À 10 ACH, le niveau se maintient sous 700 ppm avec 3 personnes dans la pièce. Les auteurs expliquent, à l’appui d’une étude citée (Zemouri et coll. 2020), que jusqu’à un niveau de concentration de CO2 de 774 ppm, le risque de transmission d’un virus par des particules aéroportées est faible, mais qu’il devient important au-dessus de 1 135 ppm. Ils recommandent alors l’utilisation d’un capteur de CO2 dont le prix est très abordable pour mesurer et suivre le taux de CO2 d’une pièce. Ils rappellent que la mesure la plus efficace pour augmenter la qualité de l’air d’une pièce est de favoriser le renouvellement de l’air par l’extérieur, soit à l’aide de systèmes de ventilation mécaniques ou plus simplement par l’ouverture des portes et fenêtres. Ils concèdent toutefois une certaine difficulté d’application dans certaines conditions climatiques. Ils proposent alors d’améliorer la filtration de l’air par des filtres performants dans les systèmes de ventilation ou l’usage d’appareils portables de traitement de l’air équipés de filtre HEPA. Ils insistent toutefois sur la mesure du niveau de CO2 pour apprécier et gérer l’efficacité de la ventilation des cabinets dentaires.
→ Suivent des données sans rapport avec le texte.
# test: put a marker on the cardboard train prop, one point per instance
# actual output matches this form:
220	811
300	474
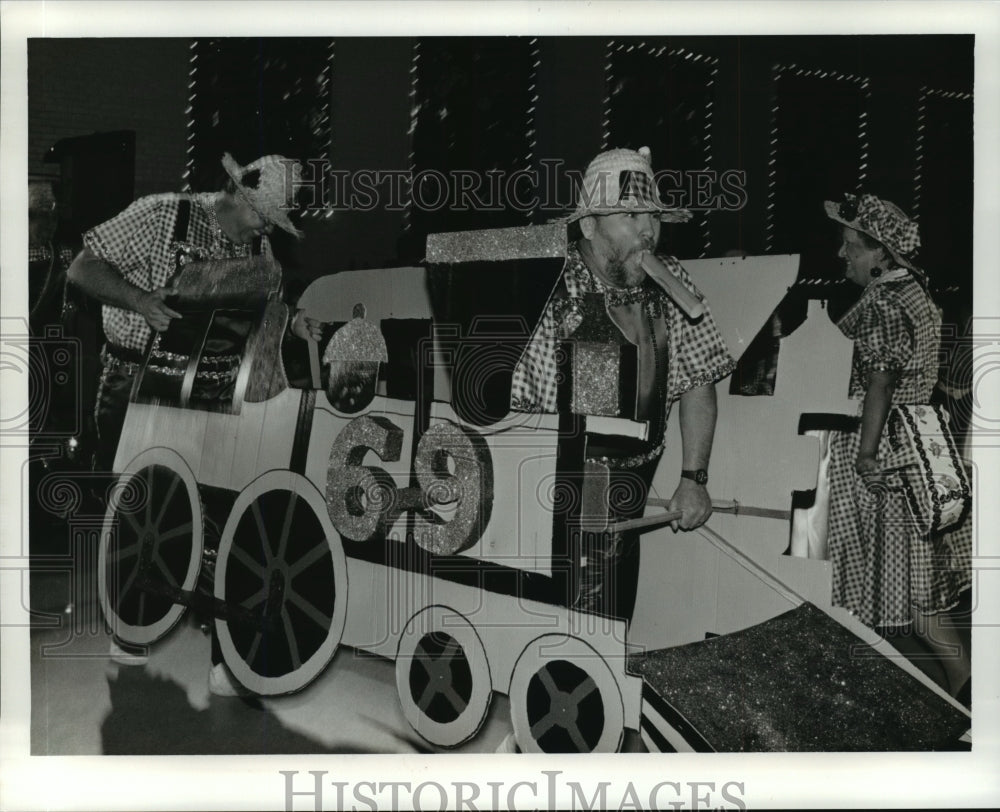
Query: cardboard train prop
425	522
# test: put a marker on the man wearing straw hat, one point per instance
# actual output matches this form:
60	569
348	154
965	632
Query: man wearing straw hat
128	262
655	306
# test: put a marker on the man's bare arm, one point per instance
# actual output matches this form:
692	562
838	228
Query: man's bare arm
101	281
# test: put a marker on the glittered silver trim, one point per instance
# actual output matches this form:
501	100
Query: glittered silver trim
705	378
635	461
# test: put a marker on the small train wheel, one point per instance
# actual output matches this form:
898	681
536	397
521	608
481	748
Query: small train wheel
151	543
282	570
564	699
443	676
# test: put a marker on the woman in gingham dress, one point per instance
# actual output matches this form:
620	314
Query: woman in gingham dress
885	570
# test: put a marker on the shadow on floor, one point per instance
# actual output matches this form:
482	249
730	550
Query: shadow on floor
230	725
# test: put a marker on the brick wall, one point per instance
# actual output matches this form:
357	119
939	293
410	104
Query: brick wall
82	86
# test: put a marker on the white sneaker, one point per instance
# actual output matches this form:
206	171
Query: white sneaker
127	655
221	682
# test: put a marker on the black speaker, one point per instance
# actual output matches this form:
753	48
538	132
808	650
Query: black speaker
97	178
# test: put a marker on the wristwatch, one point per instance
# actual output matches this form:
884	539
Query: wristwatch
699	475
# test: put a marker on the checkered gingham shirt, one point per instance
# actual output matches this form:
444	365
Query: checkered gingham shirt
698	353
139	243
896	327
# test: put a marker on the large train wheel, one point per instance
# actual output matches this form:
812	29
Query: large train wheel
151	543
443	676
564	699
281	563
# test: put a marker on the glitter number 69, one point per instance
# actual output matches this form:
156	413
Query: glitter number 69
466	492
361	498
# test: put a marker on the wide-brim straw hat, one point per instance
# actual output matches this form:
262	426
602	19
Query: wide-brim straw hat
881	220
274	194
622	180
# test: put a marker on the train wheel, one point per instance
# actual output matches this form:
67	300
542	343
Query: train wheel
282	573
443	676
565	699
151	545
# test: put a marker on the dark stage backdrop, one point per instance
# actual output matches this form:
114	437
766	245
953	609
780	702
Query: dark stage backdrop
805	118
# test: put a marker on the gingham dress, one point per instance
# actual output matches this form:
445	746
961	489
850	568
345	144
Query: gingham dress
139	243
883	567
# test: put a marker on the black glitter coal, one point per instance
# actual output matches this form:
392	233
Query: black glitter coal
799	682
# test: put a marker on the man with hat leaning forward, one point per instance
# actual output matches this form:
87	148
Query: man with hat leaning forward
127	264
680	358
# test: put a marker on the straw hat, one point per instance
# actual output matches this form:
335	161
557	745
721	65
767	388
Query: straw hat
881	220
274	193
621	180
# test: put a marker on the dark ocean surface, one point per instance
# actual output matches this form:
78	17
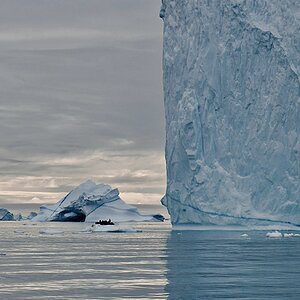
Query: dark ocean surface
157	263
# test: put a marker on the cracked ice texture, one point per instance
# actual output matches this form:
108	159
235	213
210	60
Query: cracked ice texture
231	85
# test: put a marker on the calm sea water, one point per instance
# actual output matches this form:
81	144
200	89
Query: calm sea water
157	263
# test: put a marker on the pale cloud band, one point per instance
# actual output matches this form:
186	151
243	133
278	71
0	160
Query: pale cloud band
81	97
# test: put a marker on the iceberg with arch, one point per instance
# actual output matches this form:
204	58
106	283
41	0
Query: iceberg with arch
90	202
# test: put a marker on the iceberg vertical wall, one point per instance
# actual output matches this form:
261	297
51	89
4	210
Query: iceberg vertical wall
231	86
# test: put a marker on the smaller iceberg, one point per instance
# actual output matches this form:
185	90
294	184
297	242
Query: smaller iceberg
90	202
6	215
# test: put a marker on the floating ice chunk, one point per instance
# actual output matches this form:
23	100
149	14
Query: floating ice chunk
90	202
244	235
274	234
291	235
6	215
19	217
111	228
51	231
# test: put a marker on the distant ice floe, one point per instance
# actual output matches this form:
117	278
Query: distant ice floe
90	202
278	234
245	235
274	234
51	231
112	228
6	215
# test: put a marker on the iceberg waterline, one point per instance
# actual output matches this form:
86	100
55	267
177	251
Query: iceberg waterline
231	86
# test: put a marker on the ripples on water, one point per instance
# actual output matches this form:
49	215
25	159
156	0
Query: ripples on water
154	264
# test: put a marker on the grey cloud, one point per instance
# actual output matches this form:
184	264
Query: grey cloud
77	78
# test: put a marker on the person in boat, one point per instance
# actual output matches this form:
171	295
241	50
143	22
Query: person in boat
105	222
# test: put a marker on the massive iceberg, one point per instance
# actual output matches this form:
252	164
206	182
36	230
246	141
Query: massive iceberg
231	86
90	202
6	215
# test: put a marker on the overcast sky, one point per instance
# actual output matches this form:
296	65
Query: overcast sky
80	98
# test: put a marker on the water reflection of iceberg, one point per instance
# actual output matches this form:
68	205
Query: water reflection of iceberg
224	265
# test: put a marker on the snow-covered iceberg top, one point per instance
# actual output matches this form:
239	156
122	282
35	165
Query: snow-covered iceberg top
6	215
90	202
231	94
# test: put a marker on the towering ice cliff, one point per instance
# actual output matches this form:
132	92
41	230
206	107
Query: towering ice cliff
231	84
Recommandé pour les écoles depuis la rentrée, mais sans obligation légale ni financement, les capteurs de CO2 constituent en effet un excellent moyen pour sécuriser et rationaliser les conditions d’aération de nos salles de soins. En effet, les recommandations d’aération de 15 minutes entre chaque patient ne sont pas faciles à appliquer dans un exercice de ville, sauf à disposer de deux salles de soins pour un praticien. Or, la gestion de la qualité de l’air, et en particulier de son renouvellement, constitue, comme l’a montré cette étude, un facteur clé contre la transmission du coronavirus par les aérosols expirés par les patients et les personnes présentes dans la pièce. On rappellera que l’efficacité de filtration d’un masque FFP2 n’est garantie que dans le sens extérieur vers intérieur pour une filtration de 94 % des particules de 0,5 micron. Par ailleurs, avec les températures hivernales, l’aération continue d’une pièce par l’ouverture permanente d’une fenêtre est difficile. L’utilisation d’un capteur de CO2 mesurant son taux dans la pièce plusieurs fois par minute permet à l’équipe soignante de gérer efficacement et objectivement les phases d’aération de la salle de soins pour un investissement de moins de 100 €. Concernant l’appréciation des valeurs mesurées, il convient de connaître les taux de CO2 suivant :
- à l’extérieur : ~ 410 parties par million (ppm) ;
- dans l’air expiré par les humains : ~ 40 000 ppm (= 4 %) ;
- à 800 ppm, 1 % de l’air dans la pièce a déjà été respiré ;
- à 1 500 ppm, 2,8 % de l’air dans la pièce a déjà été respiré ;
- à 4 000 ppm, 9,4 % de l’air dans la pièce a déjà été respiré.
Pour garantir un air suffisamment renouvelé dans nos cabinets dentaires et limiter ainsi le risque de transmission virale par les aérosols, il est recommandé de maintenir un taux de CO2 en dessous de 700 ppm.